Умолкла музыка. Он случайно глянул на то, печальное оконце, ютящееся в вышине, там, куда не досягала ни одна рука людская. И мысль о том, что вот это оконце столетьями горит смиренно, отрешенно, как отшельник, над городом и над рекой, вдруг так его проняла, что больше он на него смотреть не мог. Ах, неизбывная печаль какого-то оконца! И взгляд его опустился — опустился на гроб Генри Лика с этим белым крестом, со всею славой Англии с ним рядом. И тут уж Прайам Фарл был не в силах сдерживаться. Мука, мука, как у женщины в родах, охватила его, и страшный стон чуть не разодрал его надвое.
Ужасный стон, неприкрытый, наглый, громкий. За ним последовали другие. Прайам Фарл трясся от рыданий.
Органист спрыгнул с сиденья, возмущенный таким безобразием.
— Нельзя, нельзя, прекратите эти звуки, — шепнул органист.

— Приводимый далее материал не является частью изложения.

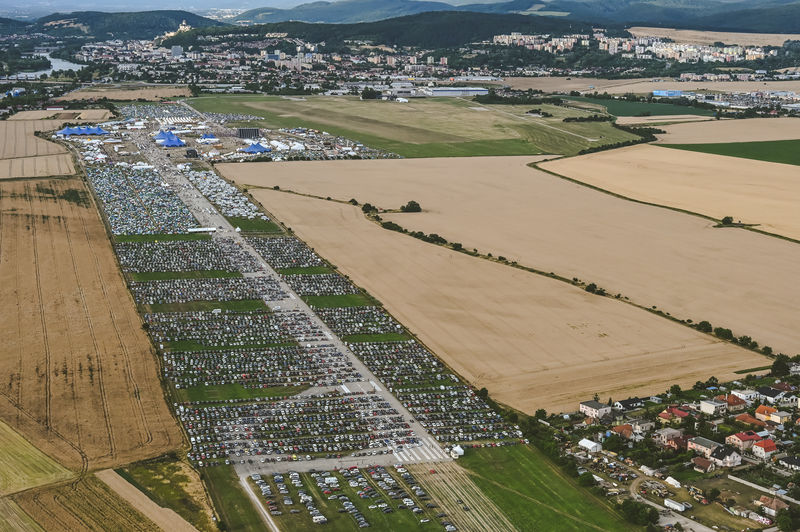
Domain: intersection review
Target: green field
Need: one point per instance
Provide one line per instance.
(626, 108)
(158, 276)
(223, 392)
(242, 305)
(348, 300)
(255, 226)
(536, 495)
(23, 466)
(311, 270)
(161, 238)
(167, 483)
(231, 502)
(774, 151)
(430, 127)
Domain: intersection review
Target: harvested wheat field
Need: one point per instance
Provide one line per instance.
(711, 37)
(755, 192)
(80, 379)
(715, 131)
(165, 518)
(126, 93)
(645, 85)
(84, 505)
(23, 466)
(501, 206)
(533, 342)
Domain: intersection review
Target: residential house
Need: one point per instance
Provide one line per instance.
(735, 403)
(703, 465)
(747, 395)
(702, 445)
(595, 409)
(629, 404)
(764, 449)
(743, 440)
(662, 436)
(764, 412)
(713, 407)
(771, 505)
(725, 456)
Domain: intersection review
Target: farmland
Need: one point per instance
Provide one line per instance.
(556, 226)
(85, 505)
(23, 466)
(24, 155)
(81, 381)
(427, 127)
(776, 151)
(520, 335)
(507, 475)
(713, 185)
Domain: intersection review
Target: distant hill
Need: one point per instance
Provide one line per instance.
(137, 25)
(430, 30)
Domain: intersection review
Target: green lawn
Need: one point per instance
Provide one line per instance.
(430, 127)
(231, 502)
(775, 151)
(166, 482)
(161, 237)
(224, 392)
(626, 108)
(243, 305)
(386, 337)
(536, 495)
(256, 225)
(158, 276)
(311, 270)
(348, 300)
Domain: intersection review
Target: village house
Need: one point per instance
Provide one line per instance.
(743, 440)
(764, 449)
(702, 446)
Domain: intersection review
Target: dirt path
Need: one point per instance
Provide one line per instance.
(165, 518)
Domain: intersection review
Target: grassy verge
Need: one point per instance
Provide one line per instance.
(161, 237)
(774, 151)
(256, 225)
(347, 300)
(231, 502)
(224, 392)
(534, 494)
(242, 305)
(158, 276)
(385, 337)
(311, 270)
(167, 483)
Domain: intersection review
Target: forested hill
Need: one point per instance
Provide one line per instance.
(427, 30)
(137, 25)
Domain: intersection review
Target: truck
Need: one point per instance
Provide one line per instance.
(674, 505)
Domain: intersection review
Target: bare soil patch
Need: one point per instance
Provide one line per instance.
(80, 379)
(533, 342)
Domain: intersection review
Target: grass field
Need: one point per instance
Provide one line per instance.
(626, 108)
(255, 226)
(534, 494)
(776, 151)
(172, 484)
(445, 127)
(223, 392)
(348, 300)
(231, 502)
(23, 466)
(158, 276)
(191, 306)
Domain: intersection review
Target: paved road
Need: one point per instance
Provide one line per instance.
(428, 450)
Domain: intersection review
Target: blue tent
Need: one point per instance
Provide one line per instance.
(173, 142)
(256, 148)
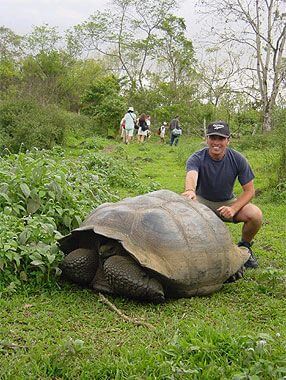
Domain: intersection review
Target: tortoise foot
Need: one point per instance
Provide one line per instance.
(127, 278)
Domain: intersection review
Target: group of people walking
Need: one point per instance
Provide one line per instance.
(131, 125)
(211, 174)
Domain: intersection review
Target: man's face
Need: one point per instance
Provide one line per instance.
(217, 145)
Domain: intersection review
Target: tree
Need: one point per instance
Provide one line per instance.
(102, 100)
(174, 52)
(10, 54)
(257, 29)
(125, 34)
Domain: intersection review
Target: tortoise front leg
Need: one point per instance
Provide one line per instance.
(128, 278)
(80, 266)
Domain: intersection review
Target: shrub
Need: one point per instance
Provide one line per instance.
(26, 124)
(44, 195)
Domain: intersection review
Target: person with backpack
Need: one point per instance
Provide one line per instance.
(175, 131)
(143, 128)
(130, 120)
(162, 132)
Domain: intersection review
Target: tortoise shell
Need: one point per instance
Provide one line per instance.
(180, 241)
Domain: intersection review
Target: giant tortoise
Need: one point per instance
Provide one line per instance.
(151, 247)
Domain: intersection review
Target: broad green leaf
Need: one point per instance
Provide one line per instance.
(33, 206)
(23, 276)
(67, 221)
(2, 264)
(24, 236)
(37, 262)
(51, 258)
(5, 196)
(25, 189)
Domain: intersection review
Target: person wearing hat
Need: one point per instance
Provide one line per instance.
(211, 174)
(162, 132)
(130, 121)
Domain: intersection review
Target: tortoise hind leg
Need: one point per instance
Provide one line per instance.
(127, 278)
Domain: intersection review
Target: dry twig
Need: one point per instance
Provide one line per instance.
(136, 321)
(11, 346)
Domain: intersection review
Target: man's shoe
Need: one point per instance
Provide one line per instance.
(251, 262)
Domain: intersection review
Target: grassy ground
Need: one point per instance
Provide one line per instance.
(237, 333)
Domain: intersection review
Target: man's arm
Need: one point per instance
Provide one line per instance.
(244, 198)
(191, 184)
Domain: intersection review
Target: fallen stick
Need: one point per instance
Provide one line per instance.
(12, 346)
(135, 321)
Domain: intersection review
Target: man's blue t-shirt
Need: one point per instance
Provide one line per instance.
(216, 178)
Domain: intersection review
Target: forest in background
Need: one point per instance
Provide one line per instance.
(140, 55)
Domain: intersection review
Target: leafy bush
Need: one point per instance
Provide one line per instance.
(44, 195)
(25, 123)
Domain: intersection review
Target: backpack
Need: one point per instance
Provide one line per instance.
(176, 132)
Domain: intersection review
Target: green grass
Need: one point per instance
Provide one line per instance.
(237, 333)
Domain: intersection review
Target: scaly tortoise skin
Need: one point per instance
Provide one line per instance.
(151, 247)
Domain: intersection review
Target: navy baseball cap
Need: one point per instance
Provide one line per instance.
(218, 128)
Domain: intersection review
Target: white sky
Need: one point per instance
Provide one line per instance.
(22, 15)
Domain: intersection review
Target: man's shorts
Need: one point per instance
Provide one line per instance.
(129, 132)
(215, 205)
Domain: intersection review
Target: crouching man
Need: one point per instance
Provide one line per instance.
(211, 174)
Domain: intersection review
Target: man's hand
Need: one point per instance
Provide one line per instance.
(226, 211)
(190, 194)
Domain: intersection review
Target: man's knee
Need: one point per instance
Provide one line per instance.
(250, 212)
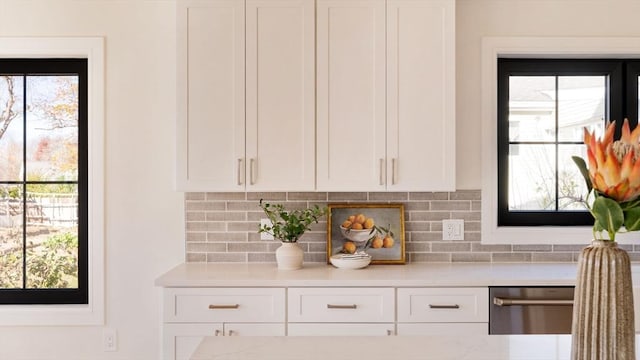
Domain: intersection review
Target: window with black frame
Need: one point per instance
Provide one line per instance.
(543, 107)
(43, 181)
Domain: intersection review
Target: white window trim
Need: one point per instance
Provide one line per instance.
(533, 47)
(91, 48)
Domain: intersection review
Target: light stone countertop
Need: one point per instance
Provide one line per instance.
(479, 347)
(413, 274)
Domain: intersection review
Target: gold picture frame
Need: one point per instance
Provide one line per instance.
(381, 221)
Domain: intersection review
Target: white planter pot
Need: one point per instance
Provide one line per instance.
(289, 256)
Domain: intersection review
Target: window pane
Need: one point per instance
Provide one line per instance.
(571, 187)
(52, 232)
(52, 128)
(532, 108)
(532, 177)
(581, 102)
(10, 236)
(11, 128)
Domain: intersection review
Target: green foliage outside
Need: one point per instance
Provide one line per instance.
(51, 264)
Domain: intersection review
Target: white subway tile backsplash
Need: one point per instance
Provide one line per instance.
(222, 227)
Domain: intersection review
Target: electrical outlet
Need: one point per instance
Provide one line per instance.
(110, 339)
(265, 236)
(453, 229)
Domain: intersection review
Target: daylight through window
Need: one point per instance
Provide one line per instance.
(43, 197)
(543, 107)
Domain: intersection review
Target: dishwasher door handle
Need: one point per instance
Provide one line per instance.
(547, 302)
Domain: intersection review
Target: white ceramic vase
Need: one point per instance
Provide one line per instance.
(289, 256)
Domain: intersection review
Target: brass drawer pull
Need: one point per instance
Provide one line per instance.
(546, 302)
(454, 306)
(332, 306)
(228, 306)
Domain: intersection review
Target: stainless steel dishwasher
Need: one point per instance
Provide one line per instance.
(530, 310)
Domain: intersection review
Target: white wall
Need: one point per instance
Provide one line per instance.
(144, 216)
(479, 18)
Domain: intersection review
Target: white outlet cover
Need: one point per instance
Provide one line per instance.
(265, 236)
(453, 229)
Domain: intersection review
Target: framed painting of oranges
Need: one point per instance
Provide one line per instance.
(373, 229)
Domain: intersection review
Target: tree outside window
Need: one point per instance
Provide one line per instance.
(41, 181)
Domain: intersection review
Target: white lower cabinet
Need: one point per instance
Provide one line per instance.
(190, 314)
(443, 311)
(341, 312)
(193, 313)
(344, 329)
(181, 340)
(405, 329)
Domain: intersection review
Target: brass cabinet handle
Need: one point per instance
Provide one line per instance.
(393, 171)
(333, 306)
(223, 306)
(252, 163)
(240, 171)
(452, 306)
(547, 302)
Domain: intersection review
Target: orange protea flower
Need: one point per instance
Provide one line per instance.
(614, 166)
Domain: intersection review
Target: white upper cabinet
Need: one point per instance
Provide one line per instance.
(210, 95)
(421, 95)
(239, 133)
(351, 95)
(329, 95)
(386, 98)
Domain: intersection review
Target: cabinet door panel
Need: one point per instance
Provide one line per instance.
(420, 95)
(181, 340)
(280, 95)
(341, 305)
(351, 94)
(210, 93)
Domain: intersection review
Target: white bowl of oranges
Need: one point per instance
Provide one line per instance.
(358, 228)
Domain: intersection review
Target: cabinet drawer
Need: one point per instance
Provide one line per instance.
(324, 329)
(224, 305)
(443, 305)
(341, 305)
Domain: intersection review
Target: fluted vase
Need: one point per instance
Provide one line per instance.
(603, 319)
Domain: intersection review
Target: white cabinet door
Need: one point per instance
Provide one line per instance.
(280, 84)
(421, 95)
(210, 95)
(181, 340)
(386, 97)
(264, 140)
(351, 95)
(362, 329)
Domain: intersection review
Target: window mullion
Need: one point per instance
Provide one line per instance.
(557, 148)
(24, 181)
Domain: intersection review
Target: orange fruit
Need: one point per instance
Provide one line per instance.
(387, 242)
(368, 224)
(377, 243)
(349, 247)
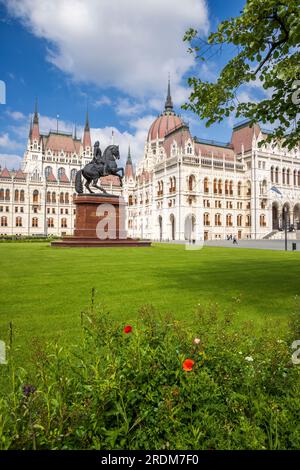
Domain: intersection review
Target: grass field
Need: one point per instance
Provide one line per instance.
(43, 290)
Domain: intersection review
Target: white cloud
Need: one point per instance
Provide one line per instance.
(10, 161)
(130, 45)
(102, 101)
(15, 115)
(7, 143)
(136, 138)
(127, 107)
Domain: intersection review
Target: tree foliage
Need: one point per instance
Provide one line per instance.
(266, 39)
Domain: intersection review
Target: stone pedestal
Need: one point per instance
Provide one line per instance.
(100, 222)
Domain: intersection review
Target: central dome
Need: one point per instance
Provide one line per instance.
(166, 122)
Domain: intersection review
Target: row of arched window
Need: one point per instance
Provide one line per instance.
(229, 220)
(64, 198)
(60, 172)
(227, 186)
(19, 196)
(285, 176)
(34, 222)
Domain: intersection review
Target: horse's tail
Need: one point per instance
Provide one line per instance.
(78, 182)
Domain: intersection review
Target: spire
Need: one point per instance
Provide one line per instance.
(129, 166)
(35, 131)
(129, 161)
(87, 122)
(36, 116)
(75, 131)
(86, 135)
(169, 103)
(30, 129)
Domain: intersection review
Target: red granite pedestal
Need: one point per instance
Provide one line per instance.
(100, 222)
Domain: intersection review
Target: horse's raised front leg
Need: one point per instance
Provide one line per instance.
(120, 176)
(87, 185)
(98, 187)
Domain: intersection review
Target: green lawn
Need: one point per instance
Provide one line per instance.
(44, 289)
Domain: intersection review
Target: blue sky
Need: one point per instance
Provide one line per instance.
(112, 56)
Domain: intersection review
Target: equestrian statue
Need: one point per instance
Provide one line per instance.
(102, 165)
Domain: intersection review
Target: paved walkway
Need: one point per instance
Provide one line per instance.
(257, 244)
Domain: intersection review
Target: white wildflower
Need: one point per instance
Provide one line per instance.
(249, 358)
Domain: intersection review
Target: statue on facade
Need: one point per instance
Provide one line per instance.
(102, 165)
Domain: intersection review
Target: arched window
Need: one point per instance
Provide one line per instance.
(262, 220)
(206, 185)
(283, 175)
(192, 182)
(226, 187)
(18, 221)
(4, 221)
(229, 220)
(248, 188)
(218, 221)
(60, 172)
(189, 149)
(73, 174)
(174, 184)
(220, 186)
(239, 188)
(35, 196)
(48, 171)
(206, 220)
(215, 186)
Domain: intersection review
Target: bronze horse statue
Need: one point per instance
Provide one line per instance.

Прайам Фарл от него отмахнулся.
Органист повидимому не знал, что дальше предпринять.
— Кто это? — шепнул один из молодых людей.
— Понятия не имею! — сказал органист убежденно. Потом — Прайаму Фарлу: — Вы кто такой? Вы не имеете права здесь находиться. Кто дал вам разрешение сюда войти?
А раздирающие рыданья все сотрясали толстого, смешного пятидесятилетнего человека, совершенно забывшего о приличии.
— Чушь какая-то! — шепнул молодой человек, тот, что шептал и прежде.
Хоры смолкли.
— Вас ждут! — возбужденно шепнул органисту другой молодой человек.
— Ах, да пошли они!.. — шепнул переполошенный органист, не усомнившись указать адрес, но тем не менее, как акробат, запрыгнул на свое сиденье. Пальцы и башмаки тотчас взялись за работу, но, играя, он выворачивал шею, шепча:
— Лучше за кем-нибудь пойти.
Один из молодых людей быстро и скрипуче сбежал по лестнице. К счастью, органу с хором удалось сплотиться и заглушить рыданья. Скоро мощная рука из-под черной сутаны легла на плечо Прайама. Он отчаянно выдергивал плечо, но все напрасно. Сутана и двое молодых людей поволокли его к лестнице. Все трое спускались, валко, спотыкливо. А потом отворилась дверь, и Прайам очутился под открытым небом, за аркадой, судорожно дыша. Его мучители судорожно дышали тоже. Они смотрели на него с торжествующей угрозой, будто думали «Вот мы какие молодцы», и решали, что бы им еще такого учинить, и не могли решить.
— Билет предъявите! — потребовала сутана.
Прайам пошарил, но не нашел билета.
— Кажется, потерял, — еле выговорил он.
— Ладно, имя-фамилие как?
— Прайам Фарл, — ответил Прайам Фарл механически.
— Сбрендил, видно, — пробормотал презрительно один из молодых людей. — Пошли, Стен, из-за такого типа еще наш псалом пропустим. — И оба удалились.
Затем явился юный полицейский, по выходе из святилища натягивая шлем.
— Что за дела? — спросил этот полицейский уверенным тоном, обеспеченным всей мощью Империи.
— Вот, возле органа безобразил, — заметила сутана строго, — и заявляет, как будто бы имя-фамилие ему Прайам Фарл.
— О-о! — сказал полицейский. — А-а! А кто его допустил к органу?
— Почем я знаю, — ответила сутана. — У него и билета даже нету.
— А ну вон отсюда! — крикнул полицейский, яростно хватая Прайама за плечо.
— Я буду вам весьма признателен, если вы меня оставите в покое, — сказал Прайам, вся природная гордость которого восстала против этих тисков закона.
— Ах, вы будете, будете, да? А это мы еще посмотрим. Это мы еще посмотрим, да.